Soyuz-M
- Function: Carrier rocket
- Manufacturer: OKB-1
- Country of origin: Soviet Union

Size
- Height: 50 metres (160 ft)
- Diameter: 10.3 metres (34 ft)
- Mass: 300,000 kilograms (660,000 lb)
- Stages: Two

Capacity

Payload to LEO
- Mass: 6,600 kilograms (14,600 lb)

Associated rockets
- Family: R-7 (Soyuz)

Launch history
- Status: Retired
- Launch sites: Plesetsk Sites 41/1 & 43/4
- Total launches: 8
- Success(es): 8
- First flight: 27 December 1971
- Last flight: 31 March 1976
- Carries passengers or cargo: Zenit-4MT

= Soyuz-M =

Soviet expendable carrier rocket

The Soyuz-M (Союз, meaning "Union"), GRAU index 11A511M was a Soviet expendable carrier rocket designed by OKB-1 and manufactured by State Aviation Plant No. 1 in Samara, Russia. It was originally built to launch crewed Soyuz 7K-VI spacecraft for the Soviet armed forces. Following the cancellation of this programme, development of the rocket continued for the Soyuz 7K-S spacecraft.
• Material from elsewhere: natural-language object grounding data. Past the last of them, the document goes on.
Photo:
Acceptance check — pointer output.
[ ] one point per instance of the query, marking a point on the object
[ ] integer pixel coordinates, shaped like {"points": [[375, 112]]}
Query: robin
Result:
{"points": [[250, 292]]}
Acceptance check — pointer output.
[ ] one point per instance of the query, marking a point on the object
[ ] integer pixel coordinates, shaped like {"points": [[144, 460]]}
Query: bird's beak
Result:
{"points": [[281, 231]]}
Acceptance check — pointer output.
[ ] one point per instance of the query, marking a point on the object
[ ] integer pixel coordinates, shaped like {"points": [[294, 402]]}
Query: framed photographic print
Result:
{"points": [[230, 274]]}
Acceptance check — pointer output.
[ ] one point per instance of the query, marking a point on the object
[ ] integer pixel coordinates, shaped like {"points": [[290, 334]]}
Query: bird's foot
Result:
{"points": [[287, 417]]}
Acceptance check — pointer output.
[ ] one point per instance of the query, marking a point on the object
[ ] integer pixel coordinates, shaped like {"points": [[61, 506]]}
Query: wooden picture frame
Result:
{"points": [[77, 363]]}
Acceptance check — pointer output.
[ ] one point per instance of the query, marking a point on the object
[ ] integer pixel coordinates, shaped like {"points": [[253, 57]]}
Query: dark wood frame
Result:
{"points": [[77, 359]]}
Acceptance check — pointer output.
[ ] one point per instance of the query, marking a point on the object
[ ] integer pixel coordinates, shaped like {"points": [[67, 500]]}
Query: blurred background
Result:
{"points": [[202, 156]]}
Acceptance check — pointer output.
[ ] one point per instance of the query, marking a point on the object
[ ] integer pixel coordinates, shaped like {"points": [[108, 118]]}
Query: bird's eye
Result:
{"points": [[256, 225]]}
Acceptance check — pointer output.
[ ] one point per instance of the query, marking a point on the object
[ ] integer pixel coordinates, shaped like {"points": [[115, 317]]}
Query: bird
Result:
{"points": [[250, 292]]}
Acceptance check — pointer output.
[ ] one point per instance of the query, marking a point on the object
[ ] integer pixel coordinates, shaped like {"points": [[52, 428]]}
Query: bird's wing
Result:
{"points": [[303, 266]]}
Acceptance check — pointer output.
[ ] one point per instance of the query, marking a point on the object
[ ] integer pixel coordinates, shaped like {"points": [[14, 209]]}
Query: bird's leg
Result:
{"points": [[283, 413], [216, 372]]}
After this too was cancelled, Soyuz-M development was also abandoned, and the rockets that had been completed were used to launch reconnaissance satellites.

While the exact details of the Soyuz-M are not known, it is believed to be a two-stage rocket, derived from the Soyuz. It may have been similar to the later Soyuz-U. Following the cancellation of the Soyuz 7K-S, eight were launched with Zenit-4MT spacecraft. The first of these launches occurred on 27 December 1971, and the last on 31 March 1976. All launches occurred from the Plesetsk Cosmodrome, six from pad 41/1 and two from pad 43/4.